I get the addresses in point 1 , but i dont get the values in point 2....What have i done wrong ... If my program itself is wrong , please jus give me a sample code that can dereference an array of pointers to get the value pointed by the element of array...

Answer 1

This code shouldn't compile. The signature for display should be int display(int **a , int *b , int *c) , because a is a pointer to int* (remember that arrays degrade to pointers). Then, you need to write printf("\\n%d %d",*a[0],*a[1]) to dereference the pointers in the array.

Answer 2

#include <stdio.h>

int display(int** a, int* b, int* c)
{
   // store the value of b and c on array a
    a[0] = b; 
    a[1] = c;

    //print the memory addresses stored in hex format
    printf("0x%x 0x%x\n", (int)a[0], (int)a[1]);

    //print the values
    printf("%d %d\n", *a[0], *a[1]);

    return 1;
}

int main()
{
    int* a[5];
    int b,c;
    scanf("%d %d",&b,&c);
    printf("%d %d\n",b,c);
    display(a,&b,&c);
    getchar();

    return 0;
}

Answer 3

The signature of display() indicates that a is a pointer. In theory, this might work in C, but gcc gave me an error. What you want to tell the compiler is that you want an array of pointers. I accomplished this with int **a in the function signature. The code below shows how I did this.
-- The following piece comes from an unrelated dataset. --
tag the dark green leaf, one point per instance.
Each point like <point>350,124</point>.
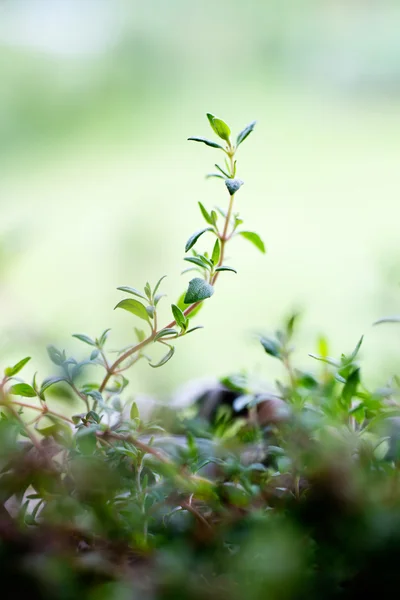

Also, I cleaned it up a bit, since some of your includes aren't needed, the pointers should be printed as unsigned, display would probably be better as a void, having the "\\n" at the beginning of the line was irritating in that the last line of output ended up on my prompt line, and the getchar() serves no real purpose here.

#include<stdio.h>

void display(int **a , int *b , int *c)
{
  a[0] = b;
  a[1] = c;
  printf("%u %u\n", a[0], a[1]);
  printf("%d %d\n", *a[0], *a[1]);
} 

int main(void)
{
  int *a[5];
  int b,c;
  printf("Enter two integers: ");
  scanf("%d %d",&b,&c);
  printf("%d %d\n",b,c);
  display(a,&b,&c);
} 

Answer 4

You want store addresses (pointers) in the vector a. Define your function to accept a vector of pointers:

int display(int *a , int *b , int *c)

This has the advantage that the compiler compiles the code.

Or better: use names that help to remember what you mean.